The team’s reaction to the photo is surprising, Blackwell says, since it is far less revealing than what the cheerleaders are told to wear during games.
“It was hypocritical,” Blackwell says. “They objectified them on the field, making them wear outfits that are quite more scandalous than the picture that they said led to the termination.”
Davis says the hypocrisy extends off the field, too, as photos of her in revealing positions have been used by the team on their website.
“I had no say whether that photo got posted or not,” Davis says. “Nor did I get to see it beforehand.”
If a cheerleader complained about a uniform being too short, Davis says team personnel would remind them of one thing.
“They threatened us,” she says. “They told us there are girls out there who would do this for free.”
In a statement to PEOPLE, Gregory Rouchell of Adams and Reese LLP, who serves as legal counsel for the Saints, says the team stands by their claim that they did not discriminate against Davis.
“The New Orleans Saints is an equal opportunity employer, and it denies that Ms.

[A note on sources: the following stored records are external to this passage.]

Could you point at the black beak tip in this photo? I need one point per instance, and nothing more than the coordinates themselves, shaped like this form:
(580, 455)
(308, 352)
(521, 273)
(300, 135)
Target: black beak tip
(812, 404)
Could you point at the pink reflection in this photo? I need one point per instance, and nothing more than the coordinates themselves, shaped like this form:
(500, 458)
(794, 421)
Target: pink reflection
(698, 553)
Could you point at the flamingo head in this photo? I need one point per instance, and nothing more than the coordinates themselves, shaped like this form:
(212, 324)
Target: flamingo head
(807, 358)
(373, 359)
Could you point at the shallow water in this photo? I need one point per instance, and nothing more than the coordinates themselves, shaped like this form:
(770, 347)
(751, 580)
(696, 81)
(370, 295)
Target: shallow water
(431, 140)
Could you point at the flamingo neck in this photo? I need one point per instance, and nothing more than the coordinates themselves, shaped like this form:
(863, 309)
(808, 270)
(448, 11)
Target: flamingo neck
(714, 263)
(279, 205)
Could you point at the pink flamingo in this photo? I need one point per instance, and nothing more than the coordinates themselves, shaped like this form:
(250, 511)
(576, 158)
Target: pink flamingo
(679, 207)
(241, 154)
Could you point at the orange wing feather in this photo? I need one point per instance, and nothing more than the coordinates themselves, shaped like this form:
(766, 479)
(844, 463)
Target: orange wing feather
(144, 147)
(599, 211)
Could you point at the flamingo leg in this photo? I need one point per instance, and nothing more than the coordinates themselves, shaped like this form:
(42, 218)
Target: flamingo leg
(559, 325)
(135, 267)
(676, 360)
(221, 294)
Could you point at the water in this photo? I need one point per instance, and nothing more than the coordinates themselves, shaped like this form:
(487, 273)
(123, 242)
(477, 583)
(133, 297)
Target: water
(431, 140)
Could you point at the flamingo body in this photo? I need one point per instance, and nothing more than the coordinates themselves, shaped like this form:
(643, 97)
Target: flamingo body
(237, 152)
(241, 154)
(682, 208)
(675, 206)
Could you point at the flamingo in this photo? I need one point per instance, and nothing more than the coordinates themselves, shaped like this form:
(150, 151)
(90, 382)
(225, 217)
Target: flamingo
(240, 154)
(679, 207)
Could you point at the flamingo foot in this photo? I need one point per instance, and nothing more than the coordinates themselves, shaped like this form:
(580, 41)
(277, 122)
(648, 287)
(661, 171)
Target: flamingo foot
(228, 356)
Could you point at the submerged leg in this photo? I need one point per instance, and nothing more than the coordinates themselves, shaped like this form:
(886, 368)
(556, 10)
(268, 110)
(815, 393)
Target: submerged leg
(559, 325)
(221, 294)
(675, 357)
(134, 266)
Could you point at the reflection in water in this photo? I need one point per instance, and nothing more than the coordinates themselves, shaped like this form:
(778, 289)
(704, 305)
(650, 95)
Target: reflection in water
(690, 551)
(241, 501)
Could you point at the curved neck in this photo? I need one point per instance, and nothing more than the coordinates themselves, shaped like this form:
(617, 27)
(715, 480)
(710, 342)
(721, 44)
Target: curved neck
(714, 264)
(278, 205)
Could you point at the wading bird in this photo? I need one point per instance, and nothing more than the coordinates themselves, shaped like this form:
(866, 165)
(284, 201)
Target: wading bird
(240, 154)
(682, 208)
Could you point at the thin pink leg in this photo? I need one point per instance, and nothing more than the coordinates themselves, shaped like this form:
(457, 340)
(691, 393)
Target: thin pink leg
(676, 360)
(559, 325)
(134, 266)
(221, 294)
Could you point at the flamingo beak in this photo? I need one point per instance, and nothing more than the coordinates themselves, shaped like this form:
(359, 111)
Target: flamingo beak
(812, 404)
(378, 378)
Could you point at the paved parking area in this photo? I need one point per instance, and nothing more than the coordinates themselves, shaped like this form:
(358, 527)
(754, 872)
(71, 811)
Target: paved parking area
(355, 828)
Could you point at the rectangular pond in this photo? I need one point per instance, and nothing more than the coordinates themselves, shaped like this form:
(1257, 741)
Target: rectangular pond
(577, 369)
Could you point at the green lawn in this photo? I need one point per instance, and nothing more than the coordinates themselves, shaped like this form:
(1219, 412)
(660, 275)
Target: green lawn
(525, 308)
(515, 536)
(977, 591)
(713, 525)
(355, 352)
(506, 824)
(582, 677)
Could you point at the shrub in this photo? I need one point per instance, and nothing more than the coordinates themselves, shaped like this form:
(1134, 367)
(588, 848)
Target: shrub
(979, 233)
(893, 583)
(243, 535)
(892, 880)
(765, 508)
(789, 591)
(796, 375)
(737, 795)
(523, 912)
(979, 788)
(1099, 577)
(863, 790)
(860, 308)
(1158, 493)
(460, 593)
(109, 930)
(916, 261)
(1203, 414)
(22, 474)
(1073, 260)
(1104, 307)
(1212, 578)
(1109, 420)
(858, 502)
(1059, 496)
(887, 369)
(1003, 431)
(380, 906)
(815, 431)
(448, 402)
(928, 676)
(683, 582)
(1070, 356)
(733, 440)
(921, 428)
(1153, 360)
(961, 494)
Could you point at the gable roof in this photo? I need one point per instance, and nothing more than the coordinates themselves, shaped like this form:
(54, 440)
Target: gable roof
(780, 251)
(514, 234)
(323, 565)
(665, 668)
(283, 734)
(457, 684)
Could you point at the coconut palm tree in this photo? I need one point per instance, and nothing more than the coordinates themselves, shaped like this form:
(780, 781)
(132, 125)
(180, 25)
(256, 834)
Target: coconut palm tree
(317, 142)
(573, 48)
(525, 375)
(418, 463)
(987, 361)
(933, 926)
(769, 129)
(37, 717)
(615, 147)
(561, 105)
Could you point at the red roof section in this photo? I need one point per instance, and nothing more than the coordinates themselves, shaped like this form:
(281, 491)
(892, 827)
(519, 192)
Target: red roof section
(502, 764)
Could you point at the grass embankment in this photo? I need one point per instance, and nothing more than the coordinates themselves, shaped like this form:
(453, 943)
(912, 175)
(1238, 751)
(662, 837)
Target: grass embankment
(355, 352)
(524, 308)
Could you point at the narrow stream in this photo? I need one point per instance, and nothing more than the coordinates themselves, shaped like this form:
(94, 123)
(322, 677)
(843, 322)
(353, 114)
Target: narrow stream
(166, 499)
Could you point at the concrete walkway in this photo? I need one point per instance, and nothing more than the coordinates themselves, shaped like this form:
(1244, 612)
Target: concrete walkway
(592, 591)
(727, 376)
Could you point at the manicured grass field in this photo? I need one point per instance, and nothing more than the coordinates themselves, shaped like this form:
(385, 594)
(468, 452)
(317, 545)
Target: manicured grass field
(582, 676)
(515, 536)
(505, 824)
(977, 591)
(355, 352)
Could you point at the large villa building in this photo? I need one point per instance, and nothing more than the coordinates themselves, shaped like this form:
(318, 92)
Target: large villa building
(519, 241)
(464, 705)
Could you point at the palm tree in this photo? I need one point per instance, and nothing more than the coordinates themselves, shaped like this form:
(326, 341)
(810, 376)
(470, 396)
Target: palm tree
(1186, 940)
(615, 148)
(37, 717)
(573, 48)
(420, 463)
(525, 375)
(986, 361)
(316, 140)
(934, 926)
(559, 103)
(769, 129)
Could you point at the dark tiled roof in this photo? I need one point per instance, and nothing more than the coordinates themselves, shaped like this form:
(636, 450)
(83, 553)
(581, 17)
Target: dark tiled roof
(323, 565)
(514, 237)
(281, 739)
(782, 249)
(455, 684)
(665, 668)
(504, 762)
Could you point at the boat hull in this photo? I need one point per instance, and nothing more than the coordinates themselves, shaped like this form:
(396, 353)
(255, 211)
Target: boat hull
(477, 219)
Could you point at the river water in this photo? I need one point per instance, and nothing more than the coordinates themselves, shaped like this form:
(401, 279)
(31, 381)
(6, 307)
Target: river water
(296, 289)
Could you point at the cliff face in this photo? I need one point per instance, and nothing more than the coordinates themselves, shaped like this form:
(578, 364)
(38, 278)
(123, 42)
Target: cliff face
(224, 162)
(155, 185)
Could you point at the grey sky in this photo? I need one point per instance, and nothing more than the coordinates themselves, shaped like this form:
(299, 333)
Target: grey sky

Davis was discriminated against because she is female,” the statement reads. “The Saints will defend these allegations in due course, and the Organization is confident that its policies and workplace rules will withstand legal scrutiny.”
As the Times notes, the NFL has been the target of multiple lawsuits over the years by cheerleaders, including the Buffalo Bills squad (known as the Buffalo Jills), which claimed they had to do jumping jacks to show officials if their “flesh jiggled.” They have since disbanded.
The NFL did not respond to PEOPLE’s request for comment.
Davis says she grew up admiring the Saintsation cheerleaders from the sidelines, and imagined one day she would be on the field performing with them. She says she doesn’t regret a second of the time she spent with the team, and just two years into her twenties, Davis has begun to accept that she may never again cheerlead in the NFL. But now she’s found herself on a different field, no longer on the sidelines, as a pivotal player who may transform the landscape of cheerleading in American professional sports.
“I’m always going to pursue dancing, it’s my dream and it’s what I love to do. I don’t expect the Saints to give me my job back, and I feel, as far as NFL cheer, that chapter has closed for me,” she says. “But I do hope all of this empowers other women to come forward with issues, especially when it comes to gender discrimination, in their workplace.”